Rain falls heavily with no sign of letting up. I watch it descend from my window, the drops so large it looks like slanted waves cutting through the air. The rivers, already swollen with spring melt, will be near to overflowing their banks by the end of this spring storm. The trees outside my home grow greener and greener, their leaves lengthening.

Pie for breakfast with my coffee, a fine luxury. It is an iron law of pie that whoever rises first can partake of the leftovers to break their fast. This morning that is me, though in truth it is only because my love is kind. She always rises earlier than me and could claim the pie by right, but she knows how much I love it and is willing to forgo her claim. There is no dessert finer than a pie in my estimation.

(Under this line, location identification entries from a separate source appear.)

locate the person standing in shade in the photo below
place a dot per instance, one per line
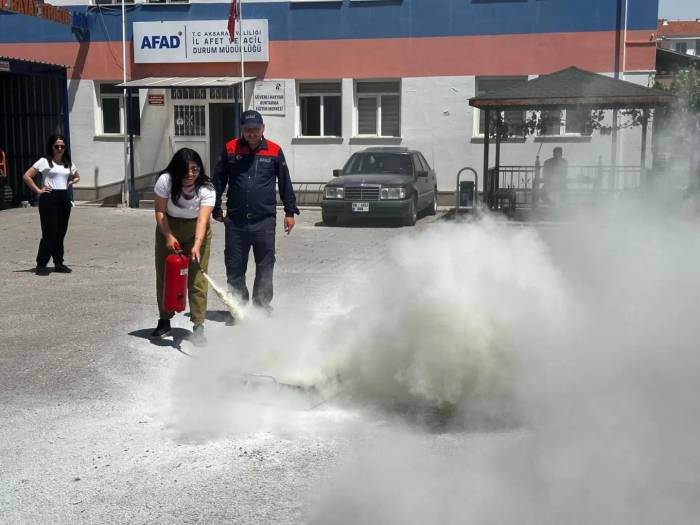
(58, 175)
(184, 202)
(250, 167)
(554, 173)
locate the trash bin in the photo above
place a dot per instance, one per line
(466, 194)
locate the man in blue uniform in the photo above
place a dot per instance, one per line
(250, 167)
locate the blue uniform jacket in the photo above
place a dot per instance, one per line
(250, 176)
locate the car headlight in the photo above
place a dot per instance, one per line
(334, 192)
(392, 193)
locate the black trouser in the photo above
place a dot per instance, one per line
(241, 236)
(54, 212)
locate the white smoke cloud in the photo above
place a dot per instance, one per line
(566, 357)
(603, 369)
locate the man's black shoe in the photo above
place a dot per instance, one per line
(161, 330)
(198, 338)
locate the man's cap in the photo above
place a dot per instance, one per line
(251, 118)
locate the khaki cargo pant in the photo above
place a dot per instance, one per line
(197, 286)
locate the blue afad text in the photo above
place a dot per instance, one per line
(160, 42)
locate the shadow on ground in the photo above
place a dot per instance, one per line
(173, 340)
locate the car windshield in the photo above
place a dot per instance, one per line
(378, 163)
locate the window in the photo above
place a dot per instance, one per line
(425, 162)
(221, 93)
(320, 109)
(551, 122)
(111, 105)
(188, 93)
(378, 108)
(578, 121)
(515, 120)
(574, 121)
(190, 120)
(112, 2)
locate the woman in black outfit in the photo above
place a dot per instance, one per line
(58, 175)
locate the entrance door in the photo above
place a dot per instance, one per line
(223, 126)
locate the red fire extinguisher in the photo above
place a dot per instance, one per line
(175, 281)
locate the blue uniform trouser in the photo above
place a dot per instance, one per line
(241, 236)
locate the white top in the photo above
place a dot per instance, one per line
(187, 209)
(55, 176)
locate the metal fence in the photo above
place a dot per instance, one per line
(521, 186)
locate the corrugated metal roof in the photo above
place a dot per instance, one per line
(679, 28)
(34, 62)
(573, 87)
(171, 82)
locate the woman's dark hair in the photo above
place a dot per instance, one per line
(66, 152)
(177, 168)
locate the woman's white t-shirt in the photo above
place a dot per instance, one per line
(187, 209)
(55, 176)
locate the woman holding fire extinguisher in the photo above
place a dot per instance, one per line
(184, 202)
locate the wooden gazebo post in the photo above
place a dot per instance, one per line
(487, 179)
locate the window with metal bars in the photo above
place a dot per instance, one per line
(320, 109)
(190, 120)
(378, 106)
(221, 93)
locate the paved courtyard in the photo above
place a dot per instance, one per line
(575, 347)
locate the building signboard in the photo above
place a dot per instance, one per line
(156, 100)
(268, 97)
(200, 41)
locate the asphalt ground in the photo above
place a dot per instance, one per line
(83, 391)
(100, 425)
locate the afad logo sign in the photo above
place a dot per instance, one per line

My love doesn’t believe in laws regarding food. To her there are no foods unsuitable for breakfast or dinner. Anything can be eaten at any time. Spaghetti, chicken or noodles can be eaten as breakfast, dinner or snack. Her only law is that rice is life and must be eaten with every meal, though even on this she is not as constant as many of her fellow islanders are.

It is, I must admit, a much more sensible approach than that practised here in the Lost Quarter and elsewhere, declaring certain foods only suitable to particular meals. Eating should never be so rigorous. It should be about taking pleasure with your sustenance.

She eats her eggs with ketchup though, which is an abomination before man and gods and which I refuse to countenance.